Une mise en scène touchante et sensible, comme suspendue dans le temps

Dans cette nouvelle adaptation de la Compagnie des Ballons Rouges, mise en scène par David Legras, Léocadia trouve un écrin qui épouse sa nature à la fois théâtrale et déroutante. Le choix central d’un carrousel tournant, actionné par un narrateur, évoque à merveille l’artifice du souvenir mis en scène, le jeu, mais aussi la boucle infernale dans laquelle les personnages sont enfermés.
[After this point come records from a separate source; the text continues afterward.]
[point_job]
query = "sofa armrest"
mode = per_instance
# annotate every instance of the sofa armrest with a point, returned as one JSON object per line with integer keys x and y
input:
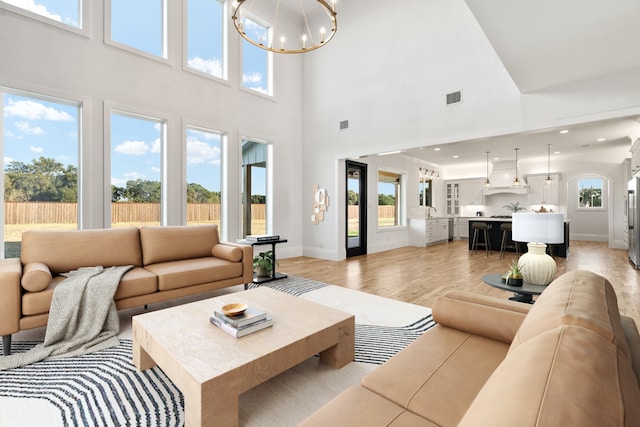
{"x": 10, "y": 295}
{"x": 247, "y": 257}
{"x": 482, "y": 315}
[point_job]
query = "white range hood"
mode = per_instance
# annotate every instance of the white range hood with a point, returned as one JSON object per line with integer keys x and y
{"x": 501, "y": 179}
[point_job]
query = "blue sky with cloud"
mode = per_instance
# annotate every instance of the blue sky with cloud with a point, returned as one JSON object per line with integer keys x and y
{"x": 35, "y": 127}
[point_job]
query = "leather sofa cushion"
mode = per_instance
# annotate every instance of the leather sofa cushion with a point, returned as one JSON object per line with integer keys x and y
{"x": 579, "y": 298}
{"x": 134, "y": 282}
{"x": 188, "y": 272}
{"x": 174, "y": 243}
{"x": 230, "y": 253}
{"x": 567, "y": 376}
{"x": 480, "y": 314}
{"x": 64, "y": 251}
{"x": 35, "y": 277}
{"x": 438, "y": 375}
{"x": 357, "y": 406}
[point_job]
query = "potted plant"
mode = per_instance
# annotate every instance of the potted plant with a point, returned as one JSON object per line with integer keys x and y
{"x": 263, "y": 263}
{"x": 514, "y": 275}
{"x": 514, "y": 207}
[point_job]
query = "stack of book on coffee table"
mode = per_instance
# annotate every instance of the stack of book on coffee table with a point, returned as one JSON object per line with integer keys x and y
{"x": 239, "y": 320}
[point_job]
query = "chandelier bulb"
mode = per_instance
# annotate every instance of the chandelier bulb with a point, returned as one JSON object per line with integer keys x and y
{"x": 244, "y": 9}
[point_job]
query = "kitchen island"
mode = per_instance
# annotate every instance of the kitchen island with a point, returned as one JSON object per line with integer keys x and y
{"x": 495, "y": 236}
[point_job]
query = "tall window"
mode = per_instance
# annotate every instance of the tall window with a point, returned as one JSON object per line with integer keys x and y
{"x": 424, "y": 188}
{"x": 41, "y": 139}
{"x": 203, "y": 176}
{"x": 140, "y": 24}
{"x": 591, "y": 193}
{"x": 388, "y": 199}
{"x": 205, "y": 37}
{"x": 255, "y": 158}
{"x": 65, "y": 12}
{"x": 256, "y": 62}
{"x": 136, "y": 189}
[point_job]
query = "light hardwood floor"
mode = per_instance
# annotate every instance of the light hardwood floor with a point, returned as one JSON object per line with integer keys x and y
{"x": 419, "y": 275}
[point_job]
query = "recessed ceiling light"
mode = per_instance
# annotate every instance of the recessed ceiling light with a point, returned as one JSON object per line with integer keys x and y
{"x": 390, "y": 152}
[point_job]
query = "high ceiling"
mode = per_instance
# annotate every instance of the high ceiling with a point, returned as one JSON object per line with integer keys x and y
{"x": 581, "y": 143}
{"x": 547, "y": 43}
{"x": 544, "y": 44}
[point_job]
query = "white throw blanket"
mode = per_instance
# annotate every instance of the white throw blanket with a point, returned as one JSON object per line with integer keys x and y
{"x": 82, "y": 318}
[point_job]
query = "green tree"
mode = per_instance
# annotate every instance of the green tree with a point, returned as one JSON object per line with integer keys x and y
{"x": 143, "y": 191}
{"x": 44, "y": 179}
{"x": 196, "y": 193}
{"x": 117, "y": 193}
{"x": 386, "y": 200}
{"x": 352, "y": 198}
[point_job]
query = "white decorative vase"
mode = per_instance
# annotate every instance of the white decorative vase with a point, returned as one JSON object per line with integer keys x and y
{"x": 536, "y": 266}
Ce manège n’est pas une simple trouvaille : il matérialise la stagnation douce-amère d’un monde qui se refuse à avancer, comme ce taxi figé par le lierre et envahi par les lapins, image à la fois drôle et inquiétante d’un passé devenu terrain vague.

La scénographie accentue cet effet d’irréalité : objets miniatures, table trop basse, chaises décalées donnent à l’ensemble un air d’Alice au pays des merveilles, où l’étrange s’invite doucement sans jamais vraiment bousculer. On aurait parfois aimé que la mise en scène pousse plus loin cette étrangeté, qu’elle tire davantage le fil du mystère et du trouble. Mais l’intention reste forte : Amanda entre dans un monde clos, figé dans trois jours de rêve fossilisé, une romance fanée que l’on rejoue comme un rituel.

Et au cœur de ce monde, la duchesse elle-même, adulte capricieuse, invite son neveu à rester l’enfant inconsolable d’un amour parfait. Ce refus de grandir, digne de Peter Pan, devient ici une douce mais dangereuse folie.

Une distribution en harmonie, entre drôlerie et mélancolie

Le jeu des comédiens sert avec justesse la mécanique singulière de la pièce. Camille Delpech incarne une Amanda à la fois vive et vulnérable, progressivement happée par l’univers étrange du château. Valérie Français, dans le rôle de la Duchesse, impose un personnage savoureux, délirant sans être ridicule, sorte de metteur en scène excentrique de cette pièce dans la pièce. Le Prince, interprété avec retenue par Emilien Raineau, oscille subtilement entre douleur sincère et fuite dans l’illusion.

Mais ce sont surtout les deux domestiques — M. Souvenirs et Germain — qui apportent une respiration comique bienvenue. Leur absurde placidité, leur décalage volontairement poussif donnent à la pièce ses notes les plus légères, dans la tradition d’un théâtre de l’illusion où chacun joue son rôle, parfois à contre-cœur, parfois avec tendresse.